[Footnote 556: Considerations sur l’Etat present du Canada.]
[Footnote 557: Memoire sur les Fraudes commises dans la Colonie. Bougainville, Memoire sur l’Etat de la Nouvelle France.]
[Footnote 558: Bougainville, Journal.]
The transportation of military stores gave another opportunity of plunder. The contractor would procure from the Governor or the local commandant an order requiring the inhabitants to serve him as boatmen, drivers, or porters, under a promise of exemption that year from duty as soldiers. This saved him his chief item of expense, and the profits of his contract rose in proportion.
A contagion of knavery ran through the official life of the colony; and to resist it demanded no common share of moral robustness. The officers of the troops of the line were not much within its influence; but those of the militia and colony regulars, whether of French or Canadian birth, shared the corruption of the civil service. Seventeen of them, including six chevaliers of St. Louis and eight commandants of forts, were afterwards arraigned for fraud and malversation, though some of the number were acquitted. Bougainville gives the names of four other Canadian officers as honorable exceptions to the general demoralization,—Benoit, Repentigny, Laine, and Le Borgne; “not enough,” he observes, “to save Sodom.”
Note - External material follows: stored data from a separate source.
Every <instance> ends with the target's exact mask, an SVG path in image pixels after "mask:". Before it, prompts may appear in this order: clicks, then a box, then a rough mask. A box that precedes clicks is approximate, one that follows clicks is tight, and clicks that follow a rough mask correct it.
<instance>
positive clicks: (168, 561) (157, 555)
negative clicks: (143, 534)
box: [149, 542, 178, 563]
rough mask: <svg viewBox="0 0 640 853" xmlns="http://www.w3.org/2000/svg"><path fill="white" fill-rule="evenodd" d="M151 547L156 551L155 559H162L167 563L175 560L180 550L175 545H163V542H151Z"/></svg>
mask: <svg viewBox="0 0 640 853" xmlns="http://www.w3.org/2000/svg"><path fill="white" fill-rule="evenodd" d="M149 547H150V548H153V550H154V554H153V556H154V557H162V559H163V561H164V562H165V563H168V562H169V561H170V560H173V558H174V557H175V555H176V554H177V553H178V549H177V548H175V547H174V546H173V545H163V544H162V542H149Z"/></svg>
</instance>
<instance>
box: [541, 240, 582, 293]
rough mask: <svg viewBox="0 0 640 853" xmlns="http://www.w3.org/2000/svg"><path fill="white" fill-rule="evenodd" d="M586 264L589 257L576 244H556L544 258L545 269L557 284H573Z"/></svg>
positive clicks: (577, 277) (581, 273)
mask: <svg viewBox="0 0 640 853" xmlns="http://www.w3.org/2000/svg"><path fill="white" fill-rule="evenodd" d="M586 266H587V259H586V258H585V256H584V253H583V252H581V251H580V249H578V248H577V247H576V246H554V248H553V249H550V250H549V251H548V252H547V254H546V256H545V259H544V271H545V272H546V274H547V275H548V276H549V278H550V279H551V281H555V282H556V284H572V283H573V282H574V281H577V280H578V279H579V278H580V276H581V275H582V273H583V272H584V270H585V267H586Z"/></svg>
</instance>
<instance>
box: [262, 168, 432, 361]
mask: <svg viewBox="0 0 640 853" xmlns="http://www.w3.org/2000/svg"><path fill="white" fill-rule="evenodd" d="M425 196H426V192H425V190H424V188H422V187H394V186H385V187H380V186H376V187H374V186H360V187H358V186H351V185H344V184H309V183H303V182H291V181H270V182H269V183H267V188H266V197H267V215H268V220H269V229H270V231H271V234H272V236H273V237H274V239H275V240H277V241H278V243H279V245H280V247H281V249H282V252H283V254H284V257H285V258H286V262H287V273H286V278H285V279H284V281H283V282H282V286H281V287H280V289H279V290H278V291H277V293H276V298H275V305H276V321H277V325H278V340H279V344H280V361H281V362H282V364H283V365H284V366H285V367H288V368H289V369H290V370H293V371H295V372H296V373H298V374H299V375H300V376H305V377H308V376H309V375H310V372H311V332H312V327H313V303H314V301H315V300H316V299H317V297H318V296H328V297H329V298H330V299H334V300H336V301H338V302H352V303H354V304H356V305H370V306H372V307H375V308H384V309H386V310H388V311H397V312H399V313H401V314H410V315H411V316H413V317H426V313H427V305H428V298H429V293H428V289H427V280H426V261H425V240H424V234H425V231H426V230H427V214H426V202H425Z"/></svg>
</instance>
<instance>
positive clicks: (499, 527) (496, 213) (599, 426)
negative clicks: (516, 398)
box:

Conspicuous among these military thieves was Major Pean, whose qualities as a soldier have been questioned, but who nevertheless had shown almost as much vigor in serving the King during the Ohio campaign of 1753 as he afterwards displayed effrontery in cheating him. “Le petit Pean” had married a young wife, Mademoiselle Desmeloizes, Canadian like himself, well born, and famed for beauty, vivacity, and wit. Bigot, who was near sixty, became her accepted lover; and the fortune of Pean was made. His first success seems to have taken him by surprise. He had bought as a speculation a large quantity of grain, with money of the King lent him by the Intendant. Bigot, officially omnipotent, then issued an order raising the commodity to a price far above that paid by Pean, who thus made a profit of fifty thousand crowns.[559] A few years later his wealth was estimated at from two to four million francs. Madame Pean became a power in Canada, the dispenser of favors and offices; and all who sought opportunity to rob the King hastened to pay her their court. Pean, jilted by his own wife, made prosperous love to the wife of his partner, Penisseault; who, though the daughter of a Montreal tradesman, had the air of a woman of rank, and presided with dignity and grace at a hospitable board where were gathered the clerks of Cadet and other lesser lights of the administrative hierarchy. It was often honored by the presence of the Chevalier de Levis, who, captivated by the charms of the hostess, condescended to a society which his friends condemned as unworthy of his station. He succeeded Pean in the graces of Madame Penisseault, and after the war took her with him to France; while the aggrieved husband found consolation in the wives of the small functionaries under his orders.[560]